If you have vRealize Suite license it is a good chance that you have deployed a vRealize Suite Lifecycle Manager and the included Identity Manager appliance. If not you probably should! You will have a nice portal for all your vRealize URLs with SSO, but you do not have true SSO all the way from your windows client to your vRealize applications. Users still have to login to the portal each time they want to use it.
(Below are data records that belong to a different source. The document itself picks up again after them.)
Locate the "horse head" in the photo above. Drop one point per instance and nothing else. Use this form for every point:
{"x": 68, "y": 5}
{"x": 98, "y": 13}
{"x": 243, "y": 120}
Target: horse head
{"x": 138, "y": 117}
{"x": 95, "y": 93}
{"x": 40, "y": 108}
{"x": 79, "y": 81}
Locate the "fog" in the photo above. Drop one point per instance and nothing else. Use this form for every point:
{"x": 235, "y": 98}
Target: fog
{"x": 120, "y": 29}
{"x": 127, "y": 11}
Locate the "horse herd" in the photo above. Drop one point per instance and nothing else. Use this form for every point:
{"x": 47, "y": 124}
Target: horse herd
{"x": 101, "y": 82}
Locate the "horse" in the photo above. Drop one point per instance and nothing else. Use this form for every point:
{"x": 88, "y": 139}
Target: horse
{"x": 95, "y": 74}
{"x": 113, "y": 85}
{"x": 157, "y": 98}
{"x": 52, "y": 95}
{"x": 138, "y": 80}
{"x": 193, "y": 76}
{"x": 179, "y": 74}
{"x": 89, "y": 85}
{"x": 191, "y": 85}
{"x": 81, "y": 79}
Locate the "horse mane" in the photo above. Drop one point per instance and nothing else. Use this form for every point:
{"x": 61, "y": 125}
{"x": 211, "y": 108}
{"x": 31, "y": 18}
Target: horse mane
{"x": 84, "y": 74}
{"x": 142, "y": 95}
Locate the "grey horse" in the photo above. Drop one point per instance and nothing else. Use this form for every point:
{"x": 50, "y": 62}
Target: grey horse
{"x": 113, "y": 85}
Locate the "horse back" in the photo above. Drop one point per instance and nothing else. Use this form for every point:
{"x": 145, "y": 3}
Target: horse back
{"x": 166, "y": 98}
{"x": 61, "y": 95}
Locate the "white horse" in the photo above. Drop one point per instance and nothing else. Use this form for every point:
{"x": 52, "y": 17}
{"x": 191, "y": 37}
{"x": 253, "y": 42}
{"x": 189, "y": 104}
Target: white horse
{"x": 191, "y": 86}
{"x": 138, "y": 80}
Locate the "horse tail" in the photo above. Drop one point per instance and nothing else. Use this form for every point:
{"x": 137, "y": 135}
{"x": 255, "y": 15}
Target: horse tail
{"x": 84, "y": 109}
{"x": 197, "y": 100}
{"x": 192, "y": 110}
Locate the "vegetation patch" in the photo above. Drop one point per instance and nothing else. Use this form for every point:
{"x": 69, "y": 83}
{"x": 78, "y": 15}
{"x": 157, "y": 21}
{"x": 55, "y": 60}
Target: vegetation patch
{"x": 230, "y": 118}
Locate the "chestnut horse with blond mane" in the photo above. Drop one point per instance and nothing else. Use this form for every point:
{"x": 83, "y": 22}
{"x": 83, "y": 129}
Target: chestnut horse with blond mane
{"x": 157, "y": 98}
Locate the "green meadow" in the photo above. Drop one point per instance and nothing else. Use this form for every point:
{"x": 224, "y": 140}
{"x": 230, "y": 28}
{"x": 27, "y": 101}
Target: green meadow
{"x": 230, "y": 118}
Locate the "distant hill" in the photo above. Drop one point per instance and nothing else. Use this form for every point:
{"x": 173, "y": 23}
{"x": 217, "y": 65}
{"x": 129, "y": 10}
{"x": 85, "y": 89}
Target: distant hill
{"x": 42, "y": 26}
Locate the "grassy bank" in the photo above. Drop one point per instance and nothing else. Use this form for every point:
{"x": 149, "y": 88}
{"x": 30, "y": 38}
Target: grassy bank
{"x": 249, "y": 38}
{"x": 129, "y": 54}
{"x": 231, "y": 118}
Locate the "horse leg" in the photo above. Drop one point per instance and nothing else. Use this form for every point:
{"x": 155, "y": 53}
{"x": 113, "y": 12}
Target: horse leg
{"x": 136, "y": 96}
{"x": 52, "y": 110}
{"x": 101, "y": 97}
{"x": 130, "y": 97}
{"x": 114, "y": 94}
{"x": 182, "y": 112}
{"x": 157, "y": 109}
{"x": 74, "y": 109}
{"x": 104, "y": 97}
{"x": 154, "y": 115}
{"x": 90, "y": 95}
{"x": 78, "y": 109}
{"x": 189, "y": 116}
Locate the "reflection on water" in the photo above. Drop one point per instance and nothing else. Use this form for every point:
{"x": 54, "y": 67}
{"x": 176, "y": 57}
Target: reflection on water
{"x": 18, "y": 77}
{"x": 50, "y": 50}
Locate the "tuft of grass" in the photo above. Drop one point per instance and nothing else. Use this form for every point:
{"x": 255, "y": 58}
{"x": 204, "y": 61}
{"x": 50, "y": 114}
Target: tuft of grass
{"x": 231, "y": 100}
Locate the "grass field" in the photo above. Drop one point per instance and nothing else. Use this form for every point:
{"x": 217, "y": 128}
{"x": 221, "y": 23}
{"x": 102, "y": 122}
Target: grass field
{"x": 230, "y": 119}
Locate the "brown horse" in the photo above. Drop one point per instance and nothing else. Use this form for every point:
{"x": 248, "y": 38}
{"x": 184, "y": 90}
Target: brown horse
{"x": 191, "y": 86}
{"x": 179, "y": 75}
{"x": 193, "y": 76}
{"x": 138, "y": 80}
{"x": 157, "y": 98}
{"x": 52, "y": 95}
Here is a quick write up on how to enable kerberos authentication to achieve true SSO.
Attention
If you have vIDM 3.3.3 and 3.3.4 this feature is not working with the embedded connector. please upgrade to 3.3.5 where it is working again.
In this blog I will walk you through how to setup true SSO, but first to some prerequisites.
Prerequisites
- vIDM Appliance deployed
- Active Directory
- A user that can join a machine to the domain
- Directories configured in vIDM or through vRSLCM.
- Make sure AD users or groups have been given access and login is already working.
If you haven’t configured directories, take a look at this post for a walkthrough.
How to setup true-SSO in VMware Identity Manager
If all prerequisite are met we can start the setup. But before we can configure the adapter we need to join the appliance to the domain. Login to your Identity Manager with admin user and go to Identity & Access Management and then Setup
Under Available Actions click Join Domain and Insert username and password to join the domain. You can leave Organizational unit (OU) of domain to join blank or
If you want the machine placed directly in the correct OU, just add the details for your environment. Example: OU=Computers,OU=LAB,DC=lab,DC=vedaa,DC=net
When that is done we can continue and enable KerberosIdpAdapter
Make sure you still are at Identity & Access Management and Setup as before.
Under Worker click on your appliance FQDN and then Auth Adapters
Now click on KerberosIdpAdapter check the box Enable Windows Authentication and click Save. Close the current browser tab.
Go back to Identity & Access Management but this time stay on Manage and click on Policies. Select the default_access_policy_set and click edit
Click next og 2 Configuration and then click on All Ranges (Device Type Web Browser)
Edit the policy by first clicking ADD FALLBACK METHOD. Then change the order of the logins as shown below. First Kerberos then Password and last Password (Local Directory) then click Save, and then Next and Save.
True SSO should now be working form the VMware side of things. If it is not working take a look at thees additional steps.
Additional settings
Here is some additional steps you might need to perform if it is not working. First make sure that vIDM URL is part of local intranet zone. If it is not add it by following thees steps.
In Windows search for Internet Options
In Internet Options, click the Security tab.
On the Security page, select Local intranet.
Click Sites and add your vIDM URL to the list of websites.
It it is still not working verify that Integrated Windows Authentication is enabled.
In the Internet Options window, click the Advanced tab. In the Settings list, under Security, select Enable Integrated Windows Authentication.
Hello and thank you for the very helpful post. I can’t help but notice that you have vCenters and vCenter VAMIs in your vIDM screenshot as configured applications. As far as I have read, even with 7x, only ADFS is an option for authentication that is not LDAP or local. If you do indeed have vCenters successfully registered as client apps for vIDM, would you mind explaining how? We have many, many vCenters in our environment (I’m trying to get rid of them as fast as possible), but having SSO for them would be a great bit of convenience for our server engineers.
Many thanks
Hi, and thank you for your comment. Unfortunately the vCenters are only added inn as web links and manual authentication is needed on the vCenters.